SIMULACRES


PREFACE DU ROMAN SIMULACRES, éditions Presses Pocket, 1973

Simulacre, écrit en 1964, est une pièce importante qui se situe après l'époque productive de Dick, les années 1952-1962 où il compose quatre-vingt-quatre nouvelles et neuf romans. Mais aussi avant l'époque catastrophique où l'on annonce partout la mort prochaine de l'auteur, époque qui culmine en un long séjour dans une clinique...

Simulacres correspond aux moments de fièvre où la drogue prend de plus en plus d'importance, ceux du Dieu venu du Centaure. On y retrouve d'ailleurs la plupart des thèmes qui foisonnent dans ce dernier roman.

Le Simulacre, c'est l'objet factice qui remplace le vrai et tente de se faire passer pour lui. Equivalent mécanique de la vie, il fonctionne sur l'illusion : il ne peut entrer en relation avec les autres que tant que se maintient l'imposture. En ce sens, le thème du simulacre rejoint les oppositions vrai/faux; réel/illusoire; vie/mort qui fondent tout ce qu'a pau écrire l'auteur.

Aux origines était le simulacre. Dans Beyond lies the Wub (1952), première nouvelle publiée de l'auteur, un être humain se fait absorber par un extra-terrestre qui prend ses traits et sa voix, sa place dans la société, s'identifiant totalement à sa victime, sauf pour quelques détails révélateurs de la supercherie.

Douze ans plus tard, dans une nouvelle, Simulacre (1964), à ne pas confondre avec le roman, la fausse vie affirme son omniprésence. Une gigantesque guerre a opposé Mars et la Terre, et cette dernière ne s'est pas relevée. La planète n'est plus qu'un champ de scories; les ruines y constituent le seul paysage; dans les décombres, nul être vivant ne vient errer. Mais cette réalité, les martiens ne peuvent se permettre de la laisser percevoir au dernier des humains. Ils ont trop besoin de son aide dans leur travail de reconstruction de l'univers endommagé. Aussi déploient-ils autour de lui les artifices de l'illusoire : devant ses yeux, les faux arbres bruissent dans le vent; les fausses villes gardent quelques bâtiments intacts; les fausses fleurs éclosent. Un simulacre de chat ronronne doucement près de lui, qui conserve dans la complentation du factice sa santé mentale.
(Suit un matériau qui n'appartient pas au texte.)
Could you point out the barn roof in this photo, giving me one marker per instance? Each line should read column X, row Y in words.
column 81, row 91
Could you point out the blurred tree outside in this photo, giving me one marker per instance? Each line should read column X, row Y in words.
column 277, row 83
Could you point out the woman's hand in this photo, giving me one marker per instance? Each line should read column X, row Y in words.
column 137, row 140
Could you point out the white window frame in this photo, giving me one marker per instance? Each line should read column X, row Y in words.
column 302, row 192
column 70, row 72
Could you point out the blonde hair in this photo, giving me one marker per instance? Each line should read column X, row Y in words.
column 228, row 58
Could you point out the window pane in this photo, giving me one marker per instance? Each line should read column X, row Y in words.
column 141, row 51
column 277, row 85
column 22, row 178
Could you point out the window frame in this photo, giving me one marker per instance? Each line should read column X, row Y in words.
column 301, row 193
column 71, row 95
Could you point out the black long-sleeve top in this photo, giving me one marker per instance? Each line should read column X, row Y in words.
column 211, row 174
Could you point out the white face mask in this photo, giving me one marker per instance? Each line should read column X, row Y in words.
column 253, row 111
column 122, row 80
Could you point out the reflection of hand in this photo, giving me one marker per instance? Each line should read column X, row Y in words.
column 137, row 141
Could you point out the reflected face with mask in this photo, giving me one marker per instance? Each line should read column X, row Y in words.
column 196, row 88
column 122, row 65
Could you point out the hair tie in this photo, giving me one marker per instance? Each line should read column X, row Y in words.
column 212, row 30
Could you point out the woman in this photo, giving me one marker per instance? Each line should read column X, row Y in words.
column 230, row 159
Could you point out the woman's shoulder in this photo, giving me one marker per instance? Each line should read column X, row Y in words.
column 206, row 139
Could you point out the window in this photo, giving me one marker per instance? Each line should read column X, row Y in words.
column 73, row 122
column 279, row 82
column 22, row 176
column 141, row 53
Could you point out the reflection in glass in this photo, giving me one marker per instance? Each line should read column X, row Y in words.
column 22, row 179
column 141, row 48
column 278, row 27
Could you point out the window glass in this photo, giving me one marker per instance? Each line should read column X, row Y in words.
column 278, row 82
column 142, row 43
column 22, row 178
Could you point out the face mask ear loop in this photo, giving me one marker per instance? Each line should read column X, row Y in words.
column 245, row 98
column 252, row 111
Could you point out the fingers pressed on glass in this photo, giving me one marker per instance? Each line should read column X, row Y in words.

We can build you (1972), porte le doute à ses limites, puisqu'il présente un très célèbre simulacre : Abraham Lincoln ! Déjà dans plusieurs de ses romans comme La fourmi électronique (1969), Ubik (1969), Do androïds dream of electronic sheep ? (1968), Dick amenait, au fil des lignes, le lecteur à douter de sa propre réalité d'être vivant.

Ainsi, l'être artificiel traverse l'oeuvre toute entière, apportant son message de mort aux existences en sursis. Simulacres est certainement le roman où le thème de l'artificiel qui cherche à se faire prendre pour vrai est le plus insistant. Il fait suite à la nouvelle Novelty act (1969) parue dans le magazine Fantastic qui préentait déjà certains des personnages que l'on retrouve ici. Dans l'un comme dans l'autre, l'univers est remplis de simulacres.

Les Etats-Unis d'Europe et d'Amérique sont dirigés par un être artificiel, mais bien peu le savent... Il débite ses discours automatiques à la télévision, et presque personne ne l'écoute. Car les électeurs n'ont d'oreilles et d'yeux que pour sa femme constitutionnelle, Nicole Thibodeaux, la véritable maîtresse de ce monde fondé sur le faux semblant. Une semblance poussée à l'absurde puisque Nicole elle même est une actrice que l'on change toutes les décénnies afin que se conserve sa jeunesse apparente...

Et l'univers s'effiloche, les mailles lâchent une à une; à chaque césure la structure toute entière vacille jusqu'à l'instant où le tissu en lambeaux cède. Simulacres contre ainsi les derniers jours de la névrose sociale aui a amené tout un peuple à investir de la toute puissance une femme et à scotomiser la figure paternelle.

Alors se dévoile une des significations du thème du simulacre : l'agression contre la relation parentale et la haine qui débouche dans La Fourmi électronique sur la destruction de l'univers dans le suicide du héros.

L'oeuvre de Dick met en scène une procession toujours renouvelée de simulacres. Et toujours la question de la vie confrontée à la mort se pose avec plus d'intensité. Souhaitons qu'elle puisse encore et longtemps être médiatisée dans les pages d'un roman.